I apologize for my recent blogging absence- I have been reading. There are times, as a teacher, when reading becomes all-consuming, and for me this month has been filled with reading my students’ work (aka, marking!) I actually love this kind of reading. It starts as a short conversation when I ask my students to show me what they know, then the floodgates open, and the writing starts piling up on my desk. There are a lot of kids who are just desperate to be heard. They need a place to voice their ideas, without interruption, and in writing for school, on any topic, they get an audience. And yet, some students still feel so threatened by writing. It’s a shame we have to confine most writing assignments to being something “for marks.” The limits that are imposed by getting the right answer or trying to sound knowledgeable are the hardest to break. The challenge I pose to my students in their writing is to tell me what they think, not what they have read. Reading, and adding in the ideas of others can come later, but if I can convince my students that their ideas are valid, and that I want to hear them, then, that is when I start to see growth in their writing.
One of the most freeing experiences in my own writing happened in my first graduate course, when we were given permission to write our papers in the first person. In fact, we were told that personal authoethnographical writing had more validity than standard, objective research. This concept was incredibly difficult for me to accept. I had learned, and I had been teaching for years, that an author’s opinion was not valid information for any credible journal. Apprehensively, I tested the waters of writing in the first person, and I found that the depth of my own thinking expanded, as I read other authors, reflected upon their ideas, and made connections to my own world. Now, I’m completely sold on the value of writing as thinking, using the personal perspective.
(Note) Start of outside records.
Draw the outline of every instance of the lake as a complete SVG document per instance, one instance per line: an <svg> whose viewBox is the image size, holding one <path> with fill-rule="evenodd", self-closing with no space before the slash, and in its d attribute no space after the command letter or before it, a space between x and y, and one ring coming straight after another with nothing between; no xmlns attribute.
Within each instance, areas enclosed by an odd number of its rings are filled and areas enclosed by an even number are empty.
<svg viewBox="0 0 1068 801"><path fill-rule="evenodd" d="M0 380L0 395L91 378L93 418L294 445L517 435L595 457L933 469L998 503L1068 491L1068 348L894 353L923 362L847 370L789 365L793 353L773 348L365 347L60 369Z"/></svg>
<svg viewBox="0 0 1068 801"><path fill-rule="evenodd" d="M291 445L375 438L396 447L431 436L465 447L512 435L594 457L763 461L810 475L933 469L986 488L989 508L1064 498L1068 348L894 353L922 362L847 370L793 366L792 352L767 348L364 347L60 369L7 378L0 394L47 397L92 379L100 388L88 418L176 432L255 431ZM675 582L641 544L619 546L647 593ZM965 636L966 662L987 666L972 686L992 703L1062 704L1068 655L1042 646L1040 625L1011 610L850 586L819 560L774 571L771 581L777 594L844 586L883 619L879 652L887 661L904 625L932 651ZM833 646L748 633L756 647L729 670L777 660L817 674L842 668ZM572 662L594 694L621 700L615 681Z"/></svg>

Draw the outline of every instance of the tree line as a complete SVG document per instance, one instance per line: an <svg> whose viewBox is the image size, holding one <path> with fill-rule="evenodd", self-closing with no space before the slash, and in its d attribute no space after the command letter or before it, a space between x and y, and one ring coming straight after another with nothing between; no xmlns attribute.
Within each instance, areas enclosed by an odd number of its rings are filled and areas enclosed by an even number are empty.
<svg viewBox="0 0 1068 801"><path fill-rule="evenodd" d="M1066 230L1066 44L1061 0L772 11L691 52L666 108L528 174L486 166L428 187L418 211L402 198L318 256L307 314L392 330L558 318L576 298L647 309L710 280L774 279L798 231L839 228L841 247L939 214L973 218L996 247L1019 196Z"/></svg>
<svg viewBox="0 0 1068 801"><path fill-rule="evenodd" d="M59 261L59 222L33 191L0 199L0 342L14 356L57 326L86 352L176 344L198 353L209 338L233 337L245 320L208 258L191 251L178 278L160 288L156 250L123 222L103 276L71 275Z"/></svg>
I use this approach in teaching my students to think about the material they read, and I’m starting to see much more thoughtful writing coming from them. I have 14 and 15 year-olds asking important questions, questions that make me think too. So , I have no complaints about the number of hours I have spent reading my students’ writing this month. This time, for me, is the culmination of a year of learning, and it’s probably the greatest reward I can have for the work I have done.